24/06/2008versione stampabilestampainvia paginainvia



Un razzo parte da Gaza e due miliziani vengono uccisi a Nablus, ma la tregua tiene
Il cessate il fuoco tra Israele e Hamas è a rischio. Dopo cinque giorni, nei quali nessun razzo è stato sparato dai miliziani palestinesi verso il territorio israeliano, questa notte, un colpo di mortaio partito dalla Striscia di Gaza ed è caduto in una zona disabitata del Negev israeliano. Nessun ferito, nessun, danno. Da parte dell'esercito israeliano non ci sono state reazioni, dunque, per ora, la tregua è salva.

Questa mattina, però, un'altra esplosione ha scosso il centro di Gaza città, dove una bomba è esplosa davanti all'abitazione di un esponente dei Comitati di Resistenza Popolare, legati a Hamas. L'uomo, la cui identità non è stata resa nota, è rimasto illeso. L'attentato non è stato rivendicato e le autorità locali stanno indagando. Oltre all'identità degli autori e dei mandanti, infatti, non è chiaro se il tentato omicidio fosse un tentativo di sabotare il cessate il fuoco oppure, all'opposto, un tentativo di eliminare una scheggia impazzita interna al partito islamico.

In Cisgiordania nel frattempo, due presunti miliziani palestinesi sono stati uccisi nel corso di un'operazione militare a Nablus. Fonti israeliane confermano il raid in cui, sostengono, è stato ucciso un miliziano di 25 anni, uno dei capi della Jihad Islamica. Il gruppo armato ha subito minacciato vendetta sostenendo che “La tregua in atto a Gaza non significa che resteremo seduti passivamente in attesa di essere uccisi uno per uno”. La milizia filorianiana ha ricevuto parole di solidarietà anche da parte di Hamas che, però, ribadisce l'impegno del suo partito a rispettare il cessate il fuoco. L'uccisione dei due miliziani a Nablus è stata commentata anche da fonti dell'Autorità Palestinese, che accusano apertamente la Jihad islamica di pianificare attacchi per sabotare il cessate il fuoco tra Hamas e Israele, raggiunto lo scorso 19 giugno con la mediazione egiziana. L'accordo di cessate il fuoco riguarda però soltanto la Striscia di Gaza, non la Cisgiordania.

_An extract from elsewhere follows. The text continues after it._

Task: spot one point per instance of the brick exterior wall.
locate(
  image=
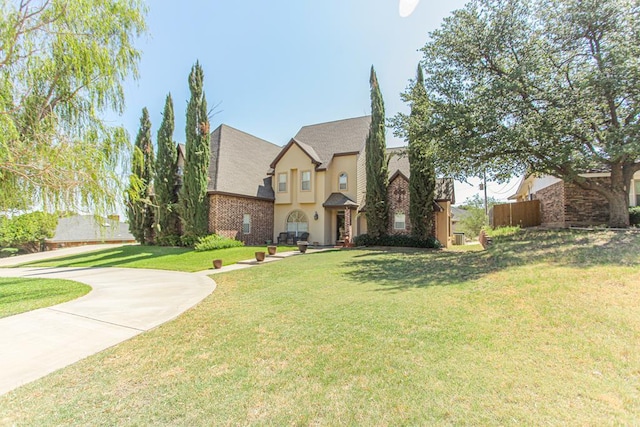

Sempre lunedì mattina a Sharm el Sheikh, sul Mar Rosso, il premier israeliano Ehud Olmert e il presidente egiziano Hosni Mubarak si sono incontrati per discutere della tregua e, in particolare, dello scambio di prigionieri che farebbe parte dell'accordo. L'Egitto spera di ottenere la liberazione del caporale Gilad Shalit, nelle mani di Hamas esattamente da due anni. In cambio, Israele dovrebbe rilasciare alcune centinaia di palestinesi, in maggioranza donne e bambini, detenuti nelle sue carceri. Nei giorni scorsi, i genitori di Shalit avevano presentato un ricorso all'Alta Corte israeliana, per contestare la riapertura dei valichi di frontiera con la Striscia di Gaza. Attraverso quei posti di confine in questa settimana sono transitati centinaia di camion con rifornimenti d'ogni genere, per arginare la crisi economica e umanitaria della popolazione. I genitori del soldato rapito, però, sostengono che i valichi avrebbero dovuto essere riaperti solo dopo la liberazione del caporale Gilad. La Corte ha respinto il loro appello ma, dalla sede dei colloqui, fonti egiziane che hanno chiesto di restare anonime assicurano che il valico di Rafah tra la Striscia e l'Egitto, rimarrà chiuso fino a che Gilad Shalit sarà liberato.